Julia Evans

Fun with stats: How big of a sample size do I need?

in machinelearning

[There's a version of this post with calculations on nbviewer!]

I asked some people on Twitter what they wanted to understand about statistics, and someone asked:

"How do I decide how big of a sample size I need for an experiment?"

Flipping a coin

I'll do my best to answer, but first let's do an experiment! Let's flip a coin ten times.

> flip_coin(10)
heads    7
tails    3

Oh man! 70% were heads! That's a big difference.

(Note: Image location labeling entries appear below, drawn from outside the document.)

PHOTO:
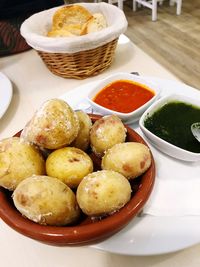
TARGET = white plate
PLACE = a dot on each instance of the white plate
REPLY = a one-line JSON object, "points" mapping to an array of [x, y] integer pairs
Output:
{"points": [[149, 235], [5, 93]]}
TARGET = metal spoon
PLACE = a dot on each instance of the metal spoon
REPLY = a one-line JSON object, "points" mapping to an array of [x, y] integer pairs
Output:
{"points": [[195, 128]]}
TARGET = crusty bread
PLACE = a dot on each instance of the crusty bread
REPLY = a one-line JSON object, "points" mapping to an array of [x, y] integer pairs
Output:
{"points": [[75, 20], [96, 23], [68, 16], [59, 33]]}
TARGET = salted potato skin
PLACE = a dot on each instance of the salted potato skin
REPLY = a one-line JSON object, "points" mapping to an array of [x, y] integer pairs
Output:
{"points": [[54, 125], [106, 132], [83, 138], [69, 164], [103, 192], [46, 200], [131, 159], [18, 160]]}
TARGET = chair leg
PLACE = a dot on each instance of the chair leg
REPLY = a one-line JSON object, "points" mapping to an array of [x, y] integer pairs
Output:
{"points": [[134, 5], [179, 5], [120, 4], [154, 10]]}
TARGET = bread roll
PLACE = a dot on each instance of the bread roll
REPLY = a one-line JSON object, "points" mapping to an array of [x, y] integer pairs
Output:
{"points": [[60, 33], [72, 18]]}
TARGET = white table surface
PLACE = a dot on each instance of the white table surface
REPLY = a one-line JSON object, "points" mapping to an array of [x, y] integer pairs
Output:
{"points": [[32, 85]]}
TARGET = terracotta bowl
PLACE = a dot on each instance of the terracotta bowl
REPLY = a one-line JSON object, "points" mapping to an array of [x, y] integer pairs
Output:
{"points": [[88, 230]]}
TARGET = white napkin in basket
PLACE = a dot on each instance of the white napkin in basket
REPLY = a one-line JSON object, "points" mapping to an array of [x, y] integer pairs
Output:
{"points": [[177, 187]]}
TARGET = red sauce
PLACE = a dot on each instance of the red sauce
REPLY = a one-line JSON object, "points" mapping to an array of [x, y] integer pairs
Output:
{"points": [[123, 96]]}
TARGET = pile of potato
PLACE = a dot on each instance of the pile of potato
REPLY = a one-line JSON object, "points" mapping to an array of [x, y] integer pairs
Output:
{"points": [[50, 170]]}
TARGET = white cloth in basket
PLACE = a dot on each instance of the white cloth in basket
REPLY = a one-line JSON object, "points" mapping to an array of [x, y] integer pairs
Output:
{"points": [[35, 29]]}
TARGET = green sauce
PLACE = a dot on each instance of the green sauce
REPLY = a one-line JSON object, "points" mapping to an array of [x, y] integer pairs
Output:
{"points": [[172, 123]]}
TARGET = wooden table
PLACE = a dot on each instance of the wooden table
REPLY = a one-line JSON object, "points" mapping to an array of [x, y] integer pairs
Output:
{"points": [[32, 85]]}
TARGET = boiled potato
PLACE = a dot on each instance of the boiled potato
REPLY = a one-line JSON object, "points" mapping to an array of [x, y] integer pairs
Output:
{"points": [[46, 200], [106, 132], [53, 126], [69, 164], [103, 192], [83, 138], [18, 160], [130, 159]]}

NOPE. This was a random result! 10 as a sample size is way too small to decide that. What about 20?

> flip_coin(20)
heads    13
tails     7

65% were heads! That is still a pretty big difference! NOPE. What about 10000?

> flip_coin(10000)
heads    5018
tails    4982

That's very close to 50%.

So what we've learned already, without even doing any statistics, is that if you're doing an experiment with two possible outcomes, and you're doing 10 trials, that's terrible. If you do 10,000 trials, that's pretty good, and if you see a big difference, like 80% / 20%, you can almost certainly rely on it.

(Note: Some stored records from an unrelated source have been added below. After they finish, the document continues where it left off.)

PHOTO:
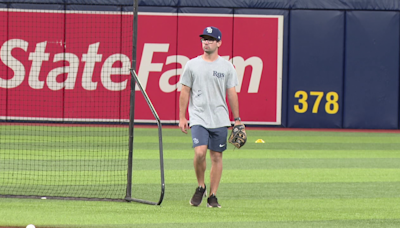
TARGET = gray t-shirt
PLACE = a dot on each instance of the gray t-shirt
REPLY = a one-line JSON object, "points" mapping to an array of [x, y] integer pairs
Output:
{"points": [[208, 82]]}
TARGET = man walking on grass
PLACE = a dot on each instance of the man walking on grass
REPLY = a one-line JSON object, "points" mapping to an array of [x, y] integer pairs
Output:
{"points": [[206, 81]]}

But if you're trying to detect a small difference like 50.3% / 49.7%, that's not a big enough difference to detect with only 10,000 trials.

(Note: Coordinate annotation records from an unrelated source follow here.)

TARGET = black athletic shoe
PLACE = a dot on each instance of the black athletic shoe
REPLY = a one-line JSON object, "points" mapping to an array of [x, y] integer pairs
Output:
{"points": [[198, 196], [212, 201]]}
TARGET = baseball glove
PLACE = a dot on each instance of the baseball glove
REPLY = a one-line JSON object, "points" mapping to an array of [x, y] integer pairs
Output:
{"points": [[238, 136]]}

So far this has all been totally handwavy. There are a couple of ways to formalize our claims about sample size. One really common way is by doing hypothesis testing. So let's do that!

Let's imagine that our experiment is that we're asking people whether they like mustard or not. We need to make a decision now about our experiment.

Step 1: make a null hypothesis

Let's say that we've talked to 10 people, and 7/10 of them like mustard. We are not fooled by small sample sizes and we ALREADY KNOW that we can't trust this information. But your brother is arguing "7/10 seems like a lot! I like mustard! I totally believe this!". You need to argue with him with MATH.

So we're going to make what's called a "null hypothesis", and try to disprove it. In this case, let's make the null hypothesis "there's a 50/50 chance that a given person likes mustard".

So! What's the probability of seeing an outcome like 7/10 if the null hypothesis is true? We could calculate this, but we have a computer and I think it's more fun to use the computer.

So let's pretend we ran this experiment 10,000 times, and the null hypothesis was true. We'd expect to sometimes get 10/10 mustard likers, sometimes 0/10, but mostly something in between. Since we can program, let's run the asking-10-people experiment 10,000 times!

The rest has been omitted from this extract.